The software automatically photographs employees every few minutes. The company said it’s a way to keep coworkers connected.
As coronavirus spreads, companies are increasingly being forced to work from home — and some are using online conference tools to try to prevent a dip in productivity.
Some are turning to tools like Sneek, a group video conference software that’s always on by default.
Sneek features a “wall of faces” of employees at a company, automatically taking a photo of employees through their webcam every one to five minutes.
“Sneek was never designed to spy on anyone,” cofounder Del Currie told Business Insider. “We’d be the worst spy company ever considering we named our app ’Sneek.’”
Visit Business Insider’s homepage for more stories.
Working from home can make it feel like managers have less direct supervision over workers. But an always-on video-conference tool changes that by automatically snapping webcam pictures of employees every few minutes.
Companies across the world have been forced to abandon offices in favor of working from home in recent weeks to try to slow the spread of coronavirus, which has sickened more than 39,000 people in the US alone.
In order to keep productivity high while working remotely, some companies are turning to tools like Sneek. The software features a “wall of faces” for each office, which stays on throughout the workday and features constantly-updating photos of workers taken through their laptop camera every one to five minutes.

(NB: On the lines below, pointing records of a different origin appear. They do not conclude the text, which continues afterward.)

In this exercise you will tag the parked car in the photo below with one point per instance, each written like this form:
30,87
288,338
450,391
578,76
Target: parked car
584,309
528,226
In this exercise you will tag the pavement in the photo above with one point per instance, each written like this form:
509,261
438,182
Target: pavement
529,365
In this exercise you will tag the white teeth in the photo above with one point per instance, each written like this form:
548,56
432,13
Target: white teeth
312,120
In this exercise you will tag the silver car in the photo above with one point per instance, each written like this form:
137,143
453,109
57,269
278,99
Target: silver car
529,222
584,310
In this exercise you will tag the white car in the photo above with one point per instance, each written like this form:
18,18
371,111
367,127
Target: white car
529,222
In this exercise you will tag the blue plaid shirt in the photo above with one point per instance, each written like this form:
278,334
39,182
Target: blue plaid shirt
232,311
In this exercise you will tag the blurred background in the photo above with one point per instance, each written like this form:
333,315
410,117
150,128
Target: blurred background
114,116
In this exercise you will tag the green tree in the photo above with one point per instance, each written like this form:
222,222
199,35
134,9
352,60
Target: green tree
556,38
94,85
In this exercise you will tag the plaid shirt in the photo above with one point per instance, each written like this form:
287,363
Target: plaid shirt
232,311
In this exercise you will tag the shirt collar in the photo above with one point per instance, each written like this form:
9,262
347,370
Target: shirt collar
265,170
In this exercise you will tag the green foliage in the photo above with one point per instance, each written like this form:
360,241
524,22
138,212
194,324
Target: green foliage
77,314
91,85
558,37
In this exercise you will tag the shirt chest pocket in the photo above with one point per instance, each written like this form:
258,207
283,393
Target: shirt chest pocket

Sneek’s user base has rapidly expanded in recent weeks as companies transition en masse to work-from home — signups have increased tenfold in in the past few weeks, cofounder Del Currie told Business Insider. It has over 10,000 users and boasts clients including Lego, Fred Perry, and GoFish digital.
The software’s interface lets people set their webcam to automatically photograph them every one or five minutes, depending on how frequently they want their image to update (or how frequently their boss requires it).
If a coworker clicks on their face, Sneek’s default settings will instantly connect the two workers in a live video call, even if the recipient hasn’t clicked “accept.” However, people can also configure their settings to only accept calls manually — and only take webcam photos manually — if their employer allows it.
Currie told Business Insider that, while some may be put off by the software’s interface, it’s meant to build a connected office dynamic.
“Sneek was never designed to spy on anyone, we’d be the worst spy company ever considering we named our app ’Sneek,’” Currie said. “We know lots of people will find it an invasion of privacy, we 100% get that, and it’s not the solution for those folks, but there’s also lots of teams out there who are good friends and want to stay connected when they’re working together.”
After Sneek’s interface was reported by The Information’s Priya Anand last week, some were turned off by the workplace surveillance tool. David Heinemeier Hansson, CTO and cofounder of the development firm Basecamp, tweeted that the idea “makes my skin crawl.”
—DHH (@dhh) March 19, 2020
Currie acknowledged that the company “did indeed get some Twitter fame last week” after The Information story was published. Sneek was inspired in part by a book on remote work that Hansson co-authored, Currie said, but now the company has received messages from Hansson’s followers “abusing our staff and calling us pieces of s—.”
The purpose of Sneek isn’t surveillance, Currie said, but office culture.
“We’ve worked from home for 10+ years and one of the biggest things that starts to creep in is that sense of isolation, it does really affect people’s mental health,” he said. “Just having that ability to look up and see your teammates there can make all the difference.”